In the minds of some people the idea of what constitutes “defense” is rather hazy, and “defense” is deemed almost synonymous with “resistance.” Perhaps the clearest idea of what constitutes “defense” is given in a sentence in Webster’s Dictionary, that reads: “The inmates of a fortress are defended by its guns, protected by its walls, and guarded against surprise by sentries.”
The distinction is important, and the partially aggressive character of defense it indicates is exemplified in all walks of human and brute life. Any animal, no matter how peaceably inclined, will turn on his aggressor—unless, indeed, he runs away. No one ever saw any brute oppose a merely passive resistance to attack. Every man recognizes in himself an instinct to hit back if he is hit. If it be an instinct, it must have been implanted in us for a reason; and the reason is not hard to find in the universal law of self-protection, which cannot be satisfied with the ineffectual method of mere parrying or resisting.

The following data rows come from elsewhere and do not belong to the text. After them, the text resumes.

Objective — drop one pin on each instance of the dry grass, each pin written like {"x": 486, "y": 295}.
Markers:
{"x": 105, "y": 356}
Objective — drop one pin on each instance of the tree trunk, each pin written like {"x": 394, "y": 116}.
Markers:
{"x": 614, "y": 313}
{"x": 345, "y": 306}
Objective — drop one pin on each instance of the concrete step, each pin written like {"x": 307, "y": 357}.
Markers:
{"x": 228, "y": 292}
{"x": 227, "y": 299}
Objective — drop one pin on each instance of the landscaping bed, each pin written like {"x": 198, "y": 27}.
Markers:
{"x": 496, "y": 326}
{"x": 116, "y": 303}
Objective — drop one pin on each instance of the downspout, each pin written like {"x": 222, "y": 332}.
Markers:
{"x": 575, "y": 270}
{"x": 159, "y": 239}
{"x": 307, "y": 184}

Naval defense, like military defense, therefore, is not passive defense only, but contains an element of “offense” as well. When the defense contains in large measure the element of offense, it is said in military parlance to be “offensive-defensive”; and the most effective defensive is this offensive-defensive. When a defending force throws off its defensive attitude entirely and advances boldly to attack, it is said to have “assumed the offensive”; but even this assumption, especially if it be temporary—as when a beleaguered garrison makes a sortie—does not rob the situation of its defensive character.